In November, I started a knitting club on Mondays after school. Vero had been asking me since my first year at KLA, but I couldn’t bring myself to add something else to my to do list. At the time, my commute was also a lot farther.
But this year, it felt like the right time. We set it up so that classes would begin in November and sent out the class details on a cute Canva flyer. I squealed as she told me 5 of my students had signed up.
The first class was a doozy.
“I don’t know if this is going to go so well,” I told Patrick that night.
I had found all of these beginner how-to videos on YouTube that I thought were pretty easy. I knew to start with the basics: slip knot, cast on, knit stitch. I taught them the vocabulary they would need. I was ready to help them with the cast on like my mom did when I was first starting out, and even pivoted mid-class to show them an easier type of cast on.

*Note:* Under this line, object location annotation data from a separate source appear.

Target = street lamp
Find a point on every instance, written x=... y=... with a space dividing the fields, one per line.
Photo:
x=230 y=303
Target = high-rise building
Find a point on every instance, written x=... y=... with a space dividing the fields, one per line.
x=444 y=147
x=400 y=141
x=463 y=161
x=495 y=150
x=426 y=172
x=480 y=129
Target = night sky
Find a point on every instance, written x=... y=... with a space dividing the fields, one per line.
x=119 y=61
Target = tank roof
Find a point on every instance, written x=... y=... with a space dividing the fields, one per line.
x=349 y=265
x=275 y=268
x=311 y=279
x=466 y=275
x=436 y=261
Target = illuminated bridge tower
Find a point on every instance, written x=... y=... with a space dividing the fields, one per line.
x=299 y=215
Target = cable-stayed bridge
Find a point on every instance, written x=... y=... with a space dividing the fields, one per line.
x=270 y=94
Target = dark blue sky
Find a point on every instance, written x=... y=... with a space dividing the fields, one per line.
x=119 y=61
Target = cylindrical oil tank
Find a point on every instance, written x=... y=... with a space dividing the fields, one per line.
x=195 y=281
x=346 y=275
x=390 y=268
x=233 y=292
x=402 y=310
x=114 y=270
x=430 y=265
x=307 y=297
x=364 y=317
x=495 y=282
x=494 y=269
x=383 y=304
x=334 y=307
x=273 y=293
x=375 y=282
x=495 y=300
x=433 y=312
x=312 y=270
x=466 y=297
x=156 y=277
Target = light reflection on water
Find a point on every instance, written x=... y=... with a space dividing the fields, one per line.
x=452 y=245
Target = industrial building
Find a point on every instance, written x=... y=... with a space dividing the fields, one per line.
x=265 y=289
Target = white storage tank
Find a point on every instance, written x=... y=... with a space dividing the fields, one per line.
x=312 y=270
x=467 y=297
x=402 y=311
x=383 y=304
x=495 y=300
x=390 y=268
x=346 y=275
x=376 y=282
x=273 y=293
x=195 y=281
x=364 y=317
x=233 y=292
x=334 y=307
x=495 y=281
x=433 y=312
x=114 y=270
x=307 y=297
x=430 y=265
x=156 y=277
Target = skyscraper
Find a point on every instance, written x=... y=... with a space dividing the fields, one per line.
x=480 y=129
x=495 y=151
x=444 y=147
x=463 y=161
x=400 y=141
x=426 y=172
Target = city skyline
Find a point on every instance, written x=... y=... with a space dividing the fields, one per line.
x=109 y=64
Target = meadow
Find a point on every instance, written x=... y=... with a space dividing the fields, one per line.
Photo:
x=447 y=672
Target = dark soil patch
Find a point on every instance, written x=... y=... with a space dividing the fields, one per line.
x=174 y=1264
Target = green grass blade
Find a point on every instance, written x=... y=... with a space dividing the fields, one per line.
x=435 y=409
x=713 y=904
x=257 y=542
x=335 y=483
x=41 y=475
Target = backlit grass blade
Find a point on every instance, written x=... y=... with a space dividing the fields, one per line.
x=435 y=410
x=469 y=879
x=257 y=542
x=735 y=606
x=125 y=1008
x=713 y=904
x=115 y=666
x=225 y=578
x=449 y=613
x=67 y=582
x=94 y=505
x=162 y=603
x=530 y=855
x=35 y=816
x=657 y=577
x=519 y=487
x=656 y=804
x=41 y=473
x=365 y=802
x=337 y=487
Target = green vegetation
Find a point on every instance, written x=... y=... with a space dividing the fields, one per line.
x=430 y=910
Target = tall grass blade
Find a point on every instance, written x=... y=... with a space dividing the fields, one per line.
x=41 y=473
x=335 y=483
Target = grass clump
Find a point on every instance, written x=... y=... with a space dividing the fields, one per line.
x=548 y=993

“But they struggled to even make a slip knot!”
Luckily, the girls practiced that week at home, and by the second class, a few had mastered each of the new skills, and were helping the others to figure it out. Each week I watched their skills grow, the pride they took in their projects.

We’re in the fifth month of class, and now we have 8 knitting club members: 7 fifth graders and one of their sisters, who is in third.
It’s a funny dynamic each week.
“I don’t feel like knitting today,” E stated on our way to the classroom this past Monday.
So she and other E decided to have a dance/karaoke party to music from Descendants.
Three others sat at my table knitting along with me as I worked on my Eva cardigan by PetiteKnit. The rest sat at a different table, whispering about something as they knit up their squares, headbands, and scarves.
“It’s like a bunch of old ladies getting together and knitting,” I’ve described it to others. “Half of them don’t even want to learn new stitches anymore. They just want to knit and gossip.”
“What happens in knitting club stays in knitting club,” A mentioned one time. She cracks me up.
This month, we’re working on a journalism unit in writer’s workshop and creating a KLA News Magazine. One of my students is writing about the knitting club and interviewed me to get perspective for her article.
“Have you ever considered making a YouTube channel that teaches kids how to knit?” She asked me towards the end of the interview.
“I haven’t,” I replied, a smile coming to my lips as I remembered those first videos that confused the heck out of them. “But I am now!”